Wednesday, November 5, 2008

Children of Fear.





















I’ve always found it fascinating to meet people my age from different places in our world. There is something special about knowing that we’ve been living parallel lives of sorts, just in different places. A few years back, while working at Open Arms, I made a friend from South Africa who was a part of the ‘healing of memories’, a project striving to find true reconciliation for the pain of apartheid in South Africa. He was exactly my age, and had grown up outside of Durban, South Africa. While I was enjoying elementary school, piano lessons and Odessy of the Mind, my friend was experiencing the battle against apartheid - by the age of 10, he had endured things so horrific they are difficult to even imagine.

In Buenos Aires, I discovered more “parallel” lives – my Spanish teachers, Martin and Pedro, are both close to my age. In an Argentine History Charla (lecture), they described our generation in Argentina as the children of the disappeared ... the children of fear. In the mid-seventies, as they (and I) were being born, their parents were witness to one of the darkest times in Argentine History. Their earliest years were surrounded by Argentina’s silent fear. In 1976, a military junta overthrew Argentina’s president. In an effort to gain complete control, they began a secret movement to capture, detain, and often kill anyone they suspected of government resistance. As part of their torture tactics, they often demanded that prisoners give them another name of someone involved in “leftist resistance”. When they received a new name, they would kidnap the person – often from the safety of their own home. One by one, people silently disappeared from Argentine neighborhoods – with fear of repercussions keeping most witnesses silent. Despite years of inquiries and protests from the families (especially the mothers) of the disappeared, the government continually denied their involvement until they were final overthrown in 1983. By that time, more than 30,000 Argentines are estimated to have disappeared.

Just last year, the government built a memorial to honor these Argentines – people kidnapped, brutally tortured and killed by their own government. The wall is a work in progress, as they are still, today, learning about this awful time in their own history. As new people’s names are confirmed, they are added to the wall.

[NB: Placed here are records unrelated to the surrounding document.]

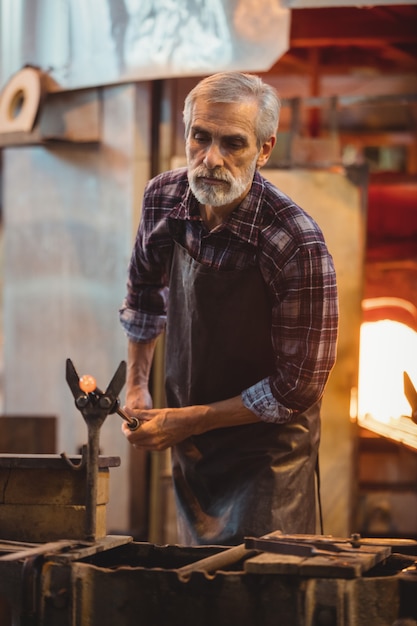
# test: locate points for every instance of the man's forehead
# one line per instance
(228, 117)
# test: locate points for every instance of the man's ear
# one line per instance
(266, 151)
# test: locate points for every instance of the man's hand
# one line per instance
(160, 428)
(163, 428)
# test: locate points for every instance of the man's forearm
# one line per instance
(139, 363)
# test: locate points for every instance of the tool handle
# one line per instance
(132, 422)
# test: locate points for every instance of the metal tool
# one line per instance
(411, 395)
(94, 407)
(313, 545)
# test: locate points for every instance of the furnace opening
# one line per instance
(387, 349)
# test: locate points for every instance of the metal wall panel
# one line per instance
(96, 42)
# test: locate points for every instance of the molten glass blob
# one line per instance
(87, 383)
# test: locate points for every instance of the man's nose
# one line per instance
(213, 157)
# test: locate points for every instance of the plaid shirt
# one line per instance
(267, 229)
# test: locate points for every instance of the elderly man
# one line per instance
(242, 280)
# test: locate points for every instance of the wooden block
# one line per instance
(268, 563)
(43, 486)
(42, 523)
(24, 434)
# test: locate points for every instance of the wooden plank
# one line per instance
(50, 461)
(351, 563)
(42, 523)
(43, 486)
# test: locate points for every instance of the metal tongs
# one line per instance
(95, 406)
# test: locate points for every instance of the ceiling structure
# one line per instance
(344, 39)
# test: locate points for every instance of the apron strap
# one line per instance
(319, 495)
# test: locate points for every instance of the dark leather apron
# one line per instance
(242, 480)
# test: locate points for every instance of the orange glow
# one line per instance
(87, 383)
(387, 349)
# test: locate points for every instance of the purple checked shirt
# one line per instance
(269, 230)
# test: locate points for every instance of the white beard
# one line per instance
(219, 195)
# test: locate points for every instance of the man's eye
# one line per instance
(234, 144)
(200, 137)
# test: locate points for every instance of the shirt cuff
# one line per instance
(141, 327)
(260, 400)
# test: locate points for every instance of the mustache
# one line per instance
(218, 173)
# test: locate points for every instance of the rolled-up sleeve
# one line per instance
(304, 334)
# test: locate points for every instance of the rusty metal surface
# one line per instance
(138, 583)
(88, 43)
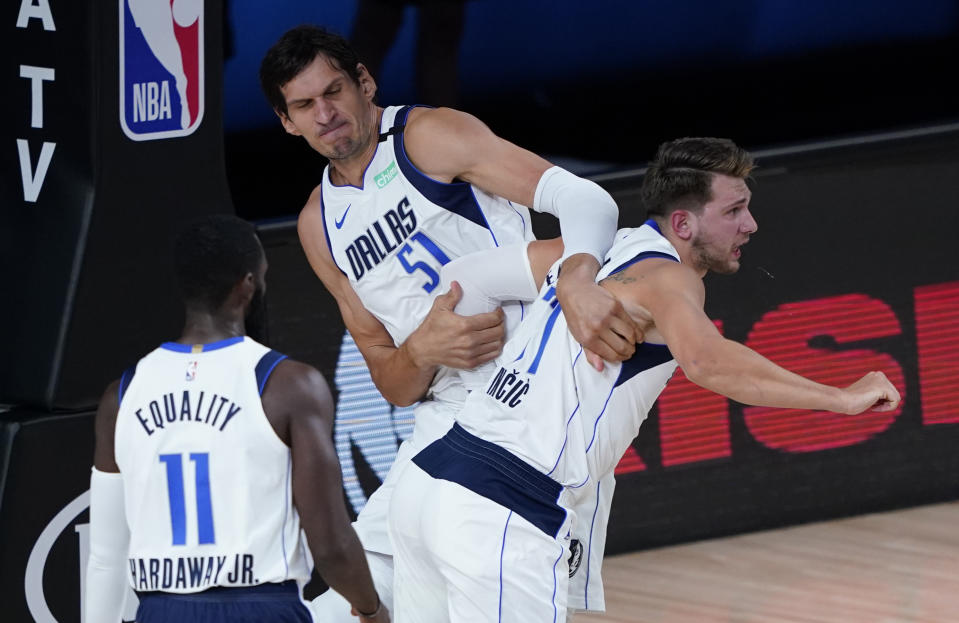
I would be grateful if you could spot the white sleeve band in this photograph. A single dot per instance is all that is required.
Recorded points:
(587, 215)
(490, 277)
(109, 543)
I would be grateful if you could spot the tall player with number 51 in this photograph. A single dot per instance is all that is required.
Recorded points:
(407, 190)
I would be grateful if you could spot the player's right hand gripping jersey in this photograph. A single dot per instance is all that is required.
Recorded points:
(206, 480)
(391, 236)
(549, 407)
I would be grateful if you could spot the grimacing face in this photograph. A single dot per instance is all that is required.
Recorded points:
(333, 113)
(723, 226)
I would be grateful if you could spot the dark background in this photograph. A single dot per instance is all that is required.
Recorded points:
(597, 86)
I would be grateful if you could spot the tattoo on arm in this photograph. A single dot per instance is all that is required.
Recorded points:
(620, 277)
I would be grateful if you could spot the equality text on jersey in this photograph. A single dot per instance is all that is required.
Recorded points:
(195, 407)
(381, 238)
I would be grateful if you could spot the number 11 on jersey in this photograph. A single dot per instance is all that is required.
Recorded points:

As a visitor in Argentina, my understanding of the era of ‘the disappeared’ is very limited. I have hesitated to even write about it, knowing that my knowledge is lacking – and that an overview of the history doesn’t do it justice. But, after visiting the memorial, I knew that these are the kinds of things in our world’s history that we must write about, talk about, build memorials for, learn from – these are the things in our world’s history that we must remember.